Amaranth's contracts were not on the New York Mercantile Exchange (NYMEX), Greenberger explained, but were over-the-counter trades with big investment banks like Goldman Sachs (GS) acting as market-makers and counterparties. That complicates Amaranth's attempt to unwind itself, because an OTC contract nine months out is decidedly less liquid than its counterpart on the NYMEX, sources said.

A Goldman Sachs spokesman would not say how big the bank's exposure to Amaranth might be.

SECTOR NOT PANICKING.  Goldman Sachs is not the only bank acting as a broker or lender to Amaranth; both JP Morgan (JPM) and Merrill Lynch (MER) have been handling gas trades for the hedge fund, according to sources familiar with the fund. Representatives of those two investment banks did not return calls for comment.

Randall Dodd, president of the Washington-based Financial Policy Forum, said Amaranth's collapse highlights cracks in the nation's capital structure and, because of the unregulated nature of both energy derivatives and hedge funds, policymakers have no idea how deep those cracks are.

"We don't know how many more Amaranths are out there," Dodd said. "Several falling is a problem for the whole financial system."

In a Sept. 19 report, Merrill Lynch hedge fund analyst Mary Ann Bartels said whatever sickness Amaranth caught did not seem to be spreading across the sector. "Despite the carnage in the energy markets, large speculators did not panic and liquidate, which is contrarian bearish and could indicate further downside for energy," Bartels said.

"BORDERS ON SINFUL."  According to Greenberger, "the positions Amaranth took were too large to have any relationship with the underlying fundamentals"— trades that if made on a regulated exchange such as NYMEX would have likely earned disapproval.

The Commodity Futures Trading Commission (CFTC) "would have either talked them down or threatened them down," Greenberger surmised.
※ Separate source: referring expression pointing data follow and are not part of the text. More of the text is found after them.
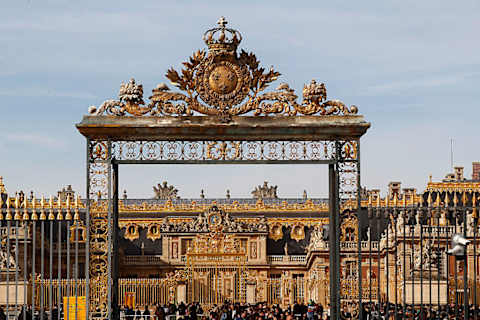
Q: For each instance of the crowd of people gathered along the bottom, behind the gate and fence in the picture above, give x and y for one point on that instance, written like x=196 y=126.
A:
x=261 y=311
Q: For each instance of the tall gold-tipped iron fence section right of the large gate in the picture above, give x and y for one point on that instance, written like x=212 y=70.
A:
x=418 y=266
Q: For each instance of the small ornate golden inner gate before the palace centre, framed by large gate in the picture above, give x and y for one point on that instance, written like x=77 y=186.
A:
x=216 y=265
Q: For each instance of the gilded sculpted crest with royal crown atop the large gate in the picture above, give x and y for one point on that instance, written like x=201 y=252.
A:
x=222 y=82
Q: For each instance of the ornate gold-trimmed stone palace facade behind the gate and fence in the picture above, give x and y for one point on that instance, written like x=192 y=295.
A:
x=260 y=249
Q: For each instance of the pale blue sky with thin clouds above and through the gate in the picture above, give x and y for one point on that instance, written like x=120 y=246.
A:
x=412 y=68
He said Amaranth's woes highlight the need for the CFTC or Congress to start tightening the presently nonexistent reins on OTC energy derivatives.

"It borders on being sinful," Greenberger asserted. "The CFTC has turned a blind eye to these markets, making them unreliable as a hedging vehicle."

FEINSTEIN'S PUSH.  "We are aware of the situation," a CFTC spokesman said, declining to confirm or deny whether the commission was looking into market misbehavior on the part of Amaranth.

The political fallout from Amaranth's troubles had reached Capitol Hill by the afternoon of Sept. 19. Sen. Dianne Feinstein (D-Calif.), who has a bill before the Senate to require OTC energy traders to report their positions daily, reiterated her call for more regulation.

"This is a graphic and very expensive example of the need for legislation that would increase transparency and accountability in the energy markets so the federal government could determine if speculation or manipulation is occurring," Feinstein told Platts.